Some play off our critical thinking skills against our domain-specific, factual knowledge (see this debate), and this has interested me before. So I was curious what a new essay by Sternberg would say about the domain-specifity of creativity.
In short, creativity is neither domain-specific nor domain-general; only aspects of it are predominantly so. But his detailed explanation contains a lot of interesting remarks. For example:
“The introduction of high-stakes testing into schooling has played into the agenda of an extreme rightwing government by fostering a mentality in schools of cramming for tests that measure knowledge but not critical thinking about this knowledge.”
(Sternberg, R. J., Domain-Generality Versus Domain-Specificity of Creativity. In P. Meusburger et al. (eds.), Milieus of Creativity, Dordrecht: Springer, 2009 (=Knowledge & Space, Vol. 2). P. 27)

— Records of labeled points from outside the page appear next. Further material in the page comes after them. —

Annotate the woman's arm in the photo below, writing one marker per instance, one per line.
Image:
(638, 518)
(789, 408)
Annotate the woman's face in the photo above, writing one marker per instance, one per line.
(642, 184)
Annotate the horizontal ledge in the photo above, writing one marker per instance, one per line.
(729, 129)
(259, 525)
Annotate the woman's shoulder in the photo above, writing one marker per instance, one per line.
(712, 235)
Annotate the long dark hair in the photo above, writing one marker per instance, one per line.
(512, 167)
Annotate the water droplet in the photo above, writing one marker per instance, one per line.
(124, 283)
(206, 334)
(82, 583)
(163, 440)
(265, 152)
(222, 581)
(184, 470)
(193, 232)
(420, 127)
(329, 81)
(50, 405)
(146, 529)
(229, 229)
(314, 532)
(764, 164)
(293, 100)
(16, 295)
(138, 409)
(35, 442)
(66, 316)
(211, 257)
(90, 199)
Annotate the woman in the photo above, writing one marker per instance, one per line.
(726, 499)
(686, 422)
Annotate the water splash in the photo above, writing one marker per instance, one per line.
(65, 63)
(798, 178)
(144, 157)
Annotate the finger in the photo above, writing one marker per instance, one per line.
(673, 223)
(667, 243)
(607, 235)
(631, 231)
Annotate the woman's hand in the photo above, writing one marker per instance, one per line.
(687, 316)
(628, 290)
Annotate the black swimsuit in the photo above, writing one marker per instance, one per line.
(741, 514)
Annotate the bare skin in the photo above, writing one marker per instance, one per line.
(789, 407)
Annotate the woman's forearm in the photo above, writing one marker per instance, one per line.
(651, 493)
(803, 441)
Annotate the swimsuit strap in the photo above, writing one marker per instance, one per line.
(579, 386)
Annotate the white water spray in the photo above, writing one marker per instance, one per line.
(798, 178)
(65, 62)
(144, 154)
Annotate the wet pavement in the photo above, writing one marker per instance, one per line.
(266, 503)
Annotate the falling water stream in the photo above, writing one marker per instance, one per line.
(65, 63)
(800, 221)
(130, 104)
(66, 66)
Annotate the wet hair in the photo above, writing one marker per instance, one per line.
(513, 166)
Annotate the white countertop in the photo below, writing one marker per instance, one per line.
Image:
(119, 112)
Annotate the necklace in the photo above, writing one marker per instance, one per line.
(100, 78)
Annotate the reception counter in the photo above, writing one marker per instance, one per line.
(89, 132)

Throughout the essay, he emphasizes the individual’s decision, attitude, mindset, to use their differing skills, abilities, resources. And these resources must be used in confluence:
- Intellectual skills (synthetic, analytic, and practical-contextual);
- Knowledge (which can both help and hinder creativity);
- Thinking style (“legislative”);
- Personality (the willingness to cope with obstacles, risk, ambiguity, and self efficacy to defy the crowd);
- Motivation (intrinsic);
The crucial concept of decision also explains how a domain expert may be worse off: If he decides to apply past knowledge that is no longer appropriate due to novel structures. And the decision and willingness is described as investment, with risk-taking.
A kind of investment attitude that comes to my mind is the following. When I decide whether to quickly jot down an idea (note-taking) or not, I may be influenced by the expectation about whether this idea could be useful some day. This also depends on my repository system (how confident am I to find it later in a reasonable context?). Moreover, quickly scribbled concepts seem futile if they are just arbitrarily dispersed across a sheet of paper.
This is where technology comes in, where personal productivity tools may reduce the risk of a futile investment. For example, if the scribbled sheet of paper is a mind map (or similarly, an empty powerpoint slide), the dispersed items can be meaningfully rearranged and linked by glued connector lines later, so this later step need not obstruct the jotting down process. And a smart note managment tool can accomplish the meaningful linking and combining on the higher level.
(Disclosure: Sternberg is Honorary professor at my university, and I previously referred to his work.)